We recognize such "sizes" as 2x4, 2x6, 4x4, 1x2, etc. This measurement refers to the thickness and width of the lumber and the length varies. In reality, these measurements are not a true measurement of the lumber thickness or width. The true measurement of a 2x4 is actually about 1.5x3.5. When the board is first rough sawn from the log, it is a true 2x4, but the drying process and planning of the board reduce it to the finished 1.5x3.5 size. The lumber is then sold as a "2x4" because the cost of the drying and machining are figured in...it is also much easier to refer to a board as a "2x4", rather than a "1.5x3.5".
Source: Advantage Lumber
After cutting the lumber, I aged it according to the instructions in the FamilyMan article, then just screwed the planks to a crossbrace at the top and bottom. Pretty simple.

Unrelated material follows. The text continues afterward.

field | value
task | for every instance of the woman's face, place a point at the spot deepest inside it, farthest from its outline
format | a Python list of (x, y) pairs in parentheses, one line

The masonry nails I used to get a rustic look are rectangular shaped, which matters for two reasons. First, I had to drill starter holes into the wood instead of just hammering them in--especially when the wide part of the nail goes perpendicular to the wood's grain. Why would I put one perpendicular to the grain? Because second, the nails are wide enough that some cookware won't hang correctly if the nail isn't aligned with the cookware's slot. Look closely at the picture and you'll see that the nails holding the skillets are in-line with the wood grain, andthe one holding the Dutch Oven is perpendicular to the wood grain (because the handle's slot is perpendicular).
Also, to get a good purchase with these nails so they will support the weight of cast iron cookware, I put them all the way through the planks and they stick out the back. This is fine because they the crossbraces hold the planks far enough away from the wall that there's no concern, and the nails can't be seen unless you're right against the wall looking for them. But it might be something to plan for if you do something different with your project.